Submitted to: American Journal of Clinical Nutrition
Publication Type: Peer Reviewed Journal
Publication Acceptance Date: 11/16/2000
Publication Date: N/A
Citation: N/A Interpretive Summary:
Technical Abstract: Zinc homeostasis and normal plasma zinc concentrations are maintained over a wide range of intakes. To identify the homeostatic response to severe zinc depletion using a compartmental model. Stable isotopic tracers of zinc were administered to five men at baseline (12.2 mg dietary Zn mg/d) and after five weeks of acute depletion (0.23 mg/d). A compartmental model of zinc metabolism was developed using the tracer and plasma, urinary, and fecal mass data collected over a 6-d period. Plasma zinc concentration fell an average of 65% after five weeks of depletion. The model predicted that fractional zinc absorption (FZA) increased from 26% to essentially 100%. The rate constants for zinc excretion into the urine and the gastrointestinal tract decreased 96 and 74%, respectively. The rate constants describing the distribution kinetics of plasma zinc did not change significantly.
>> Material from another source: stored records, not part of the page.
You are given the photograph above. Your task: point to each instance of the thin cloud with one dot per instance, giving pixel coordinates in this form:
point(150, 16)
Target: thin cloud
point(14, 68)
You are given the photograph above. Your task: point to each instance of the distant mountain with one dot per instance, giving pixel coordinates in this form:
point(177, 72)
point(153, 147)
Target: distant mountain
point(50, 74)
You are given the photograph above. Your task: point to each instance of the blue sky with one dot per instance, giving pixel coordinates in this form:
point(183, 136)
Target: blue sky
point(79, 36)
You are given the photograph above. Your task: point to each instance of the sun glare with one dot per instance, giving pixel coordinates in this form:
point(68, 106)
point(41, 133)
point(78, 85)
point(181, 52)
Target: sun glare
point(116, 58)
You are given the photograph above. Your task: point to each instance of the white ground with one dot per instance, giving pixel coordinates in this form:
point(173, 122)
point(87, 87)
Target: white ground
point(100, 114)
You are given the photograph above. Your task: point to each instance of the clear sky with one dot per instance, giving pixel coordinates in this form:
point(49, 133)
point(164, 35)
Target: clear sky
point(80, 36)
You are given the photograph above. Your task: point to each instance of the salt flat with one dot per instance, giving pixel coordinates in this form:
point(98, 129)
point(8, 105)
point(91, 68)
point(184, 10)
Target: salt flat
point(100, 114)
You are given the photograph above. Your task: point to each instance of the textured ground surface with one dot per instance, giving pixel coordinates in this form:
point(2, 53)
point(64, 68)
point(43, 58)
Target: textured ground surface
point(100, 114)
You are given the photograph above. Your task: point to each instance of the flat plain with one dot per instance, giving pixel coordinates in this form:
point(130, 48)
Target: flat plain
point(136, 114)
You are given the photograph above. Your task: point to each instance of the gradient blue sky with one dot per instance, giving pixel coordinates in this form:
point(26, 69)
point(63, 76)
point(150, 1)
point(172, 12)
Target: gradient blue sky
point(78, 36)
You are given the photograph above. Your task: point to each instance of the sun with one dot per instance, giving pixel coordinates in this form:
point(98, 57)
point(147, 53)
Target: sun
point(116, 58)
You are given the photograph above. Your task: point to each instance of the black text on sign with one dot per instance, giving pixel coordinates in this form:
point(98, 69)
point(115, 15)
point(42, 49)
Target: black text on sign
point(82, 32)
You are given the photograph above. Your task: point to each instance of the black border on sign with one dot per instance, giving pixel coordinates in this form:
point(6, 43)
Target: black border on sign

When zinc depletion was simulated using our average mass model of zinc metabolism at baseline, the only parameter change that accounted for the observed fall in plasma zinc concentration was a 60% reduction in the rate constant for zinc release from the most slowly turning over zinc pool. The large changes in zinc intake, excretion, and absorption, even when taken together, only explained modest reductions in plasma zinc mass. Kinetic analysis with a compartmental model suggest that the profound fall in plasma zinc concentration after five weeks of severe depletion is mainly due to a comparable decrease in the rate of zinc release from the most slowly turning over body zinc pool.